Ma il vero colpo di genio dell’autrice è stato quello di raccontare la storia da due diverse prospettive:
- La prima è quella di Victor Frankenstein, chiamato dall’autrice “Moderno Prometeo”, definizione emblematica, in quanto il mito del titano, che cadde in disgrazia per portare il dono del fuoco agli uomini, ben si confà alla situazione dello scienziato, che si vede gradualmente sottrarre i suoi affetti dal mostro che egli stesso ha creato.
- La seconda è quella della Creatura, che tramite flashback, racconta la sua vita al suo creatore; ed è proprio la storia del mostro la parte più intrigante e avvincente dell’intero romanzo.
Veniamo a sapere che se pur di aspetto orripilante la Creatura era di indole mite, ma la malvagità degli uomini, che continuavano ad attaccarla quando la vedevano, la trasformò in un mostro sanguinario.
La metafora dell’autrice è evidente: la Creatura simboleggia l’essere umano, che di per sé non è né buono né cattivo; la Creatura infatti, come gli uomini, si interroga sulla sua origine: si chiede il motivo del perché è al mondo, e non trovando risposta, poiché abbandonata dal creatore, cerca di colmare il senso di vuoto e solitudine della sua esistenza con la compagnia e gli affetti delle altre persone.
Ma la continua sofferenza provata nel sentire di non essere accettata, nel venire continuamente respinta, strazia e mutila il suo cuore, fino a cambiare radicalmente la sua natura, rendendola un Mostro.

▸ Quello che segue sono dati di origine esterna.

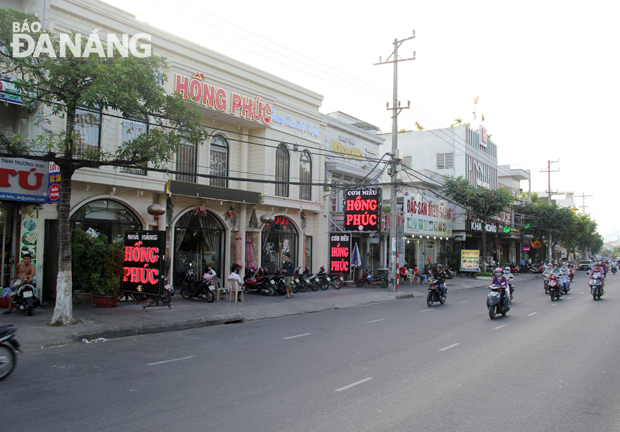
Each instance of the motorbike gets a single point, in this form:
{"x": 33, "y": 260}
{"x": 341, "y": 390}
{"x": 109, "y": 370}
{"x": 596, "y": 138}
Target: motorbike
{"x": 368, "y": 278}
{"x": 197, "y": 289}
{"x": 546, "y": 285}
{"x": 555, "y": 290}
{"x": 324, "y": 279}
{"x": 8, "y": 348}
{"x": 336, "y": 280}
{"x": 498, "y": 300}
{"x": 596, "y": 286}
{"x": 449, "y": 273}
{"x": 25, "y": 297}
{"x": 434, "y": 293}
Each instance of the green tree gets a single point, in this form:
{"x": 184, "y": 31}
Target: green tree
{"x": 130, "y": 86}
{"x": 479, "y": 201}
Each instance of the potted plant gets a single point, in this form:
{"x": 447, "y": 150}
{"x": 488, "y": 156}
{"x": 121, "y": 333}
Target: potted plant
{"x": 97, "y": 266}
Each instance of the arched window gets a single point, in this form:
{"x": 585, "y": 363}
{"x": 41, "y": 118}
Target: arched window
{"x": 219, "y": 161}
{"x": 282, "y": 170}
{"x": 305, "y": 176}
{"x": 106, "y": 217}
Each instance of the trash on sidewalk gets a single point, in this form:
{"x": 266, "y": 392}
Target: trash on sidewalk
{"x": 94, "y": 340}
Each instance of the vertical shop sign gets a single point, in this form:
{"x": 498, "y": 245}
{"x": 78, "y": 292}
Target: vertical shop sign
{"x": 470, "y": 260}
{"x": 144, "y": 262}
{"x": 339, "y": 252}
{"x": 53, "y": 192}
{"x": 29, "y": 235}
{"x": 362, "y": 210}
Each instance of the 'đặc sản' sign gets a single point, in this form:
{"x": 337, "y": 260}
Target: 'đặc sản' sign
{"x": 362, "y": 209}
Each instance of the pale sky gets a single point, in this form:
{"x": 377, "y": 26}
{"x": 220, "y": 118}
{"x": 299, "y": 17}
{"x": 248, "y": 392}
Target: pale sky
{"x": 546, "y": 72}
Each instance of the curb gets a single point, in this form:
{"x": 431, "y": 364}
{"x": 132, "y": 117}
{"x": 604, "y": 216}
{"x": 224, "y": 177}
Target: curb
{"x": 161, "y": 328}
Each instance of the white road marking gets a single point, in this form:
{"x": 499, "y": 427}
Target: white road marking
{"x": 168, "y": 361}
{"x": 291, "y": 337}
{"x": 448, "y": 347}
{"x": 354, "y": 384}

La morale dell’autrice è quindi duplice: la storia di Frankenstain insegna che ci sono limiti che non possono essere valicati con troppa leggerezza, perché le nostre azioni hanno delle conseguenze; la storia del Mostro insegna invece a non giudicare mai dalle apparenze, e imparare ad accettare il prossimo, liberandoci dalle catene forgiate dagli stereotipi e dai pregiudizi della società.